O conceito de gênero por Pierre Bourdieu: a dominação masculina

Conceitos de grande importância para a sociologia e antropologia, cunhados e/ou trabalhados ao longo da obra do sociólogo francês Pierre Bourdieu, como violência simbólica, habitus e arbitrário cultural, são estendidos para uma análise da questão de gênero em um artigo, publicado originalmente em 1990, chamado A dominação masculina (1995), que pouco mais tarde se transforma num livro homônimo.

por Adriano Senkevics,

Conforme já afirmado nesse blog, Bourdieu não trabalhou com um conceito de gênero propriamente dito. Na sua referida obra, esse conceito não dá as caras. Entretanto, o seu pensamento sobre o masculino e o feminino passa por um trajeto em alguma medida similar ao das autoras até então discutidas, sendo válido chamá-lo para o debate.
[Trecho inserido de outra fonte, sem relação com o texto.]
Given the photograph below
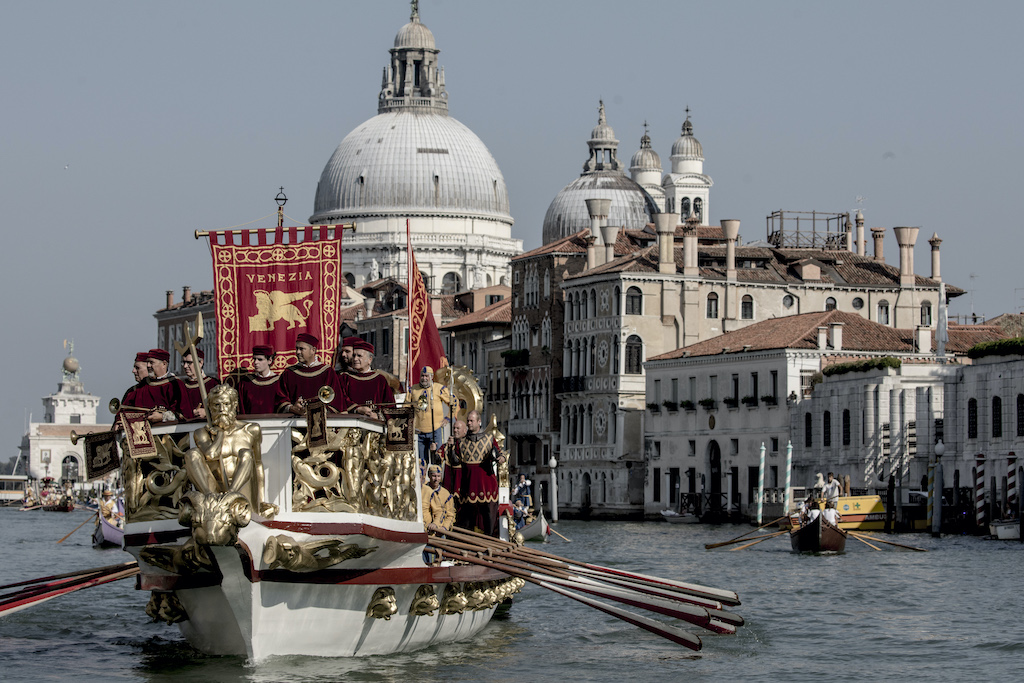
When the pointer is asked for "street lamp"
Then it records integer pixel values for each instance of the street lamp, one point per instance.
(552, 463)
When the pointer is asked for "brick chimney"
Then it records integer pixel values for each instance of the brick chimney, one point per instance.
(879, 235)
(935, 242)
(906, 238)
(666, 224)
(731, 230)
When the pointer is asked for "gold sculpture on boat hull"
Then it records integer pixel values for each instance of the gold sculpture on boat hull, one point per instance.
(383, 604)
(425, 601)
(284, 552)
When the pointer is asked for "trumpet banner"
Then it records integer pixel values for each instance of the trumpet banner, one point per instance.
(267, 294)
(424, 340)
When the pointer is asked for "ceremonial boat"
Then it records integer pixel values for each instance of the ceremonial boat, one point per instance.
(308, 541)
(817, 537)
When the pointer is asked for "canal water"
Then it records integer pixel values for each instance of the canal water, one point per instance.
(952, 613)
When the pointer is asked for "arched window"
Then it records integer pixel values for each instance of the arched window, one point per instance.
(712, 310)
(1020, 415)
(996, 417)
(634, 355)
(452, 283)
(747, 307)
(883, 312)
(972, 418)
(634, 301)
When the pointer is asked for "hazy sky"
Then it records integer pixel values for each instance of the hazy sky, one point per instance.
(128, 125)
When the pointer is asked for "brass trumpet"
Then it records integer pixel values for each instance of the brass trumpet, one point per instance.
(326, 394)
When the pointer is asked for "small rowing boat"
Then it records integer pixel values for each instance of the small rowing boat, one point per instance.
(817, 536)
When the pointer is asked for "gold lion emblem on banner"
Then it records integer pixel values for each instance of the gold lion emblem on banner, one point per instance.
(275, 305)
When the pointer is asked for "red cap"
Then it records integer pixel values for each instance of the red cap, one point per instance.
(263, 349)
(364, 344)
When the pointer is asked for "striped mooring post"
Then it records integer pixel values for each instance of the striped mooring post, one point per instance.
(979, 492)
(1012, 481)
(931, 495)
(761, 485)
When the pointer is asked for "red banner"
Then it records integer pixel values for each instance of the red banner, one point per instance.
(424, 341)
(267, 294)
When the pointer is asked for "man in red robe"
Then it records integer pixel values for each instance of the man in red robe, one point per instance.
(162, 391)
(258, 390)
(478, 453)
(140, 371)
(192, 402)
(301, 382)
(366, 388)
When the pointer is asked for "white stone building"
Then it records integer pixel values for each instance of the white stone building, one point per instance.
(413, 161)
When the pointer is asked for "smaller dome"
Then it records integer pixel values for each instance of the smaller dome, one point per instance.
(686, 144)
(645, 159)
(415, 35)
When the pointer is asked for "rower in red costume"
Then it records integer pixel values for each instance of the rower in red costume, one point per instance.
(258, 390)
(140, 371)
(478, 453)
(302, 382)
(192, 401)
(366, 388)
(163, 391)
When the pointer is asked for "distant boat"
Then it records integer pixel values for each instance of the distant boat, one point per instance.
(1006, 529)
(674, 517)
(817, 537)
(537, 529)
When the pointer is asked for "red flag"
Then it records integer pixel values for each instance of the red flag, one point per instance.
(425, 346)
(269, 294)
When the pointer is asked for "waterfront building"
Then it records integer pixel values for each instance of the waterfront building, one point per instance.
(46, 449)
(713, 404)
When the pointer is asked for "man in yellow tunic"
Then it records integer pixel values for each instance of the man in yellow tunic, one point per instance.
(429, 399)
(438, 504)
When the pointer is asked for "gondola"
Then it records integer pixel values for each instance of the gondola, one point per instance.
(817, 537)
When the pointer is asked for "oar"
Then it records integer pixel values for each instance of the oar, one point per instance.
(764, 538)
(898, 545)
(89, 518)
(671, 633)
(30, 596)
(726, 597)
(667, 603)
(73, 574)
(739, 538)
(862, 541)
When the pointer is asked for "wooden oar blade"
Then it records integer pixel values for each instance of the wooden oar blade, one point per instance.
(671, 633)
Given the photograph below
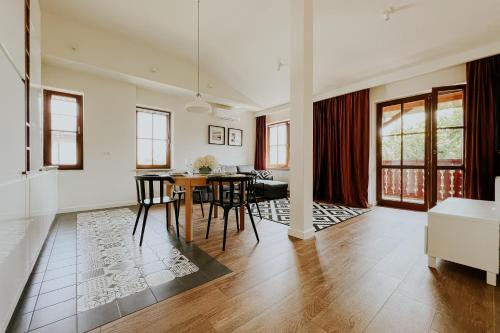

O conceito de gênero por Pierre Bourdieu: a dominação masculina

Bourdieu, condizente com sua teoria, trata a questão da “dominação masculina” principalmente a partir de uma perspectiva simbólica. Para ele, a dominação masculina seria uma forma particular de violência simbólica. Por esse conceito, Bourdieu compreende o poder que impõe significações, impondo-as como legítimas, de forma a dissimular as relações de força que sustentam a própria força.

Desculpem-me pelo jargão complicado, típico dos escritos de Bourdieu, mas o que o sociólogo quis dizer com isso é justamente a manutenção de um poder que se mascara nas relações, que se infiltra no nosso pensamento e na nossa concepção de mundo.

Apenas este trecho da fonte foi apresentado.